• porcupine tree basçısı. arriving somewhere dvd'sinden edinilen izlenimlerden yola çıkarak denebilir ki grup bir yaz akşamı sokakta top oynayanlar çocuklarsa, colin edwin balkondan top oynayan çocukları izleyen, hafif hafif demlenen, beyaz atletli, bıyıklı yaşlı amcadır.
  • (bkz: edwyn collins)
  • 4 telli bir musicman bongo bass kullanır. sakindir. en gaz şarkılarda bile "ne güzel çalıyoruz yahu!" der gibi şaşkınlıkla karışık mutluluk ifadesi vardır. konserlerini izledikten sonra john myung'un izinden yürüyen bir silent thunder olduğu görülür.
  • lightbulb sun albümündeki hatesong isimli parçada bağlama da çalmıştır kendisi.
  • gülümsemesiyle güldüren basçı. acayip bir adam.
  • kontrbasla şu şekilde bir doğaçlama kaydı yapmış porcupine tree basçısı.

    edit: link editi.
  • bir rivayete göre türkiye topraklarına gelmiş, bir bağlama satın almıştır kendisi. be adam, sen o bağlamayı almaya gelmişsin, haber verseydin yemek, içecek bir şeyler ısmarlar iki bas çaldırırdık, bir şey yaptırırdık. neden neden? ayrıca toplanın da albüm falan yapıp gelin bir an önce... ya bak düşündükçe sinir oluyorum. sen buraya kadar gel, öylece dön...
    bu arada o bere çok yakışıyor. yirim.

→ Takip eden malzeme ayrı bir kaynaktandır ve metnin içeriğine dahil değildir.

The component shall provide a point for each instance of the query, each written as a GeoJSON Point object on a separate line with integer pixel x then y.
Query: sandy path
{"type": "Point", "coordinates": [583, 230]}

    edit: tabii biz çok küçükken gelmiş daha da belirtmeden edemeyeceğim. bundan yaklaşık 2 ay önce nihayet tanışma şerefine erdiğim, pek güzel ilham kaynağı arkadaş. cicim. hep gülük bekliyor.
  • "pvz" adında bir solo albüm çıkartmış kendisi.

    1. opium (4.02)
    2. filled with colour (6.16)
    3. endless ascent (7.52)
    4. arms of sunlight (4.50)
    5. interlude (2.53)
    6. a dream forgotten (5.15)
    7. the surgeon (4.54)
    8. vicious circles (5.03)
    9. empty yourself (4.35)
    10. frozen hours (7.21)
    11. the final scene (4.30)
  • kültürel açıdan zengin olduğunu düşündüğüm solo çalışmalarının kesinlikle keşfedilmesini düşündüğüm müzisyen. sadece "porcupine tree'nin basçısı" demek yetmez kesinlikle. soundcloud sayfasına yüklüyor güzel güzel, hepsini birden yüklediği için gözden kaçıyor olabilir belki de. hemen link verelim: http://soundcloud.com/colin-edwin

    ben yolculuk rotamı çizdiğimde kendisi gideceğim yerde bass clinicleri vereceğini duyurmuştu, sevinçle koşa koşa gittim. şansıma sadece 15 kişi falan vardı izleyen, bol bol sohbet etme şansı da elde ettik.
    solo çalışmalarını o klinik sayesinde daha yakından keşfetme şansım oldu, açıkçası ilk etapta takip etmeye çalıştıysam da o kadar başarılı olacağını tahmin edemiyordum. gözümde canlanan ise (kendisinin müziğin yanındaki seyahat etme tutkusundan olsa gerek -ki bu açıdan ilham veriyor iki tutkuyu birden barındıranlara-) travel channel açık gibi, geziyorum gibi, dünyanın türlü yerleri, kocaman şehirlerin keşfedilmemiş yanları, bazen de dünyanın bir ucu olarak tabir ettiğimiz, saklı kalmış kültürlerin yaşadığı yerler gözümde canlandı. öyle bir müzik işte bu adamın yaptığı. putumayo seven bunu da sever, öyle de zengin diyim.
  • dünyanın en sempatik basçısı. hem bu kadar iyi bas çalıp hem şekil yapmamak her yiğidin harcı değil.